Trouble brewed in the spring of 1939 between two rival unions over which union had jurisdiction over crews operating ships taking supplies and equipment north for the salmon canning industry. The Alaska Fishermen’s Union, a member of the Congress of Industrial Organizations (CIO), had signed an agreement with the Alaska Pacific Canning Company to operate their supply ships. But the Cannery Tendermen’s Union, a member of the American Federation of Labor (AFL), objected, arguing that cannery tendermen fell under the jurisdiction of their union because cannery workers “logically belong[ed] to their organization” (Seattle P-I, April 28, 1939).
The dispute erupted into a small fracas on the afternoon of April 27 at Pier 40 on Puget Sound. Three cannery tenders were at the pier, preparing to leave for Alaska. Members of the two rival unions congregated at the pier. Insults were traded, knives flashed, and fists flew in the brief exchange. Two men were injured seriously enough to be taken to City Hospital. But it was only a harbinger of the much bigger battle to come.
The next afternoon, three more ships with skeleton crews moored at the Skinner & Eddy dock on the southeastern shore of Lake Union prepared to sail north. At about 6 p.m. on a sunny spring evening, members of the rival unions picketed near the dock, ready for action. Action came when at least 400 CIO members advanced toward the dock to escort the boat crews aboard. But several hundred AFL members were having none of it. They confronted their foes near the intersection of Fairview Avenue N and Eastlake Avenue and tried to stop them. All hell broke loose.
Rocking and Rumbling
Accounts vary of the number of fighters. The Seattle Daily Times estimated the crowd at about 500, while the Seattle Post-Intelligencer insisted the total number was closer to 1,000. But both papers agreed that for at least five minutes it was a solid rumble. The dueling factions went at it with fists, knives, and rocks. Some duked it out individually; some fought in large groups. Other wily toughs crouched behind cars and rained rocks on their adversaries. However, since it was early evening on a workday, many who just happened to be passing by were also obliged to duck and dodge to avoid being beaned by an errant projectile. “Rocks were flying in all directions,” explained the Seattle Daily Times the next day.
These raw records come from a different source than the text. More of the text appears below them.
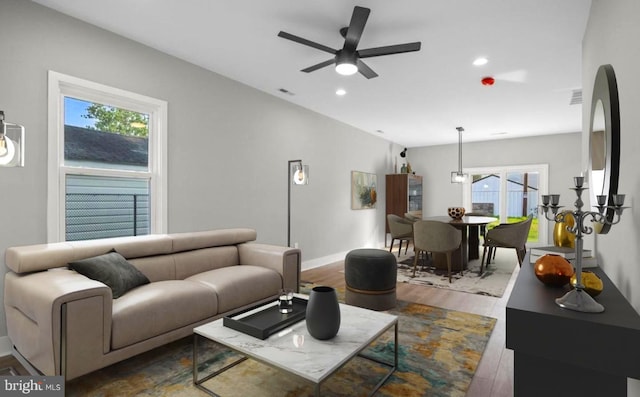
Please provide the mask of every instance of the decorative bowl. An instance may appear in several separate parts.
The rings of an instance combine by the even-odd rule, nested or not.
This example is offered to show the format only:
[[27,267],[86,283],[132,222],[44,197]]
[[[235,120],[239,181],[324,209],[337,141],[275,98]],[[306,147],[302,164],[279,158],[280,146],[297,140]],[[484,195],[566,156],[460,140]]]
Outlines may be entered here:
[[573,265],[560,255],[547,254],[541,256],[533,266],[538,280],[545,285],[562,287],[569,284],[575,271]]
[[453,219],[462,219],[464,216],[464,207],[449,207],[447,213]]

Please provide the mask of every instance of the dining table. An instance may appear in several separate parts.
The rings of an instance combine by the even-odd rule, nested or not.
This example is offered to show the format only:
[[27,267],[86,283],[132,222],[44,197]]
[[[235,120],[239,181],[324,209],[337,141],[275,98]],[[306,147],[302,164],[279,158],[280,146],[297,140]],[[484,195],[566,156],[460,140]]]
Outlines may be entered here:
[[[470,260],[480,259],[480,227],[495,222],[498,218],[492,216],[465,215],[460,219],[450,216],[428,216],[425,221],[445,222],[462,232],[460,248],[451,256],[451,270],[467,269]],[[447,258],[444,254],[433,255],[433,265],[437,269],[447,269]]]

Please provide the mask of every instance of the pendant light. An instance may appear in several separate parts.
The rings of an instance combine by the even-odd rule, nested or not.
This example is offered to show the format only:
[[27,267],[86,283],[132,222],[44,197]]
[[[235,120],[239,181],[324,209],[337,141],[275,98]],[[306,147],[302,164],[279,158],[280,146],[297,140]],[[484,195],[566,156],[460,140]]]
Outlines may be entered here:
[[468,174],[462,172],[462,131],[464,128],[456,127],[458,130],[458,171],[451,172],[451,183],[464,183],[469,177]]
The 15 police officers on the scene when the battle began were briefly overwhelmed, but they were not unprepared. More police officers soon arrived, backed up by a “Black Maria” (paddy wagon) and an ambulance. While the brunt of the brawl was over after five minutes, smaller skirmishes continued for a few minutes more, stopping traffic on Fairview Avenue N and doubtlessly providing a dash of excitement to both participant and spectator on an otherwise placid Friday afternoon.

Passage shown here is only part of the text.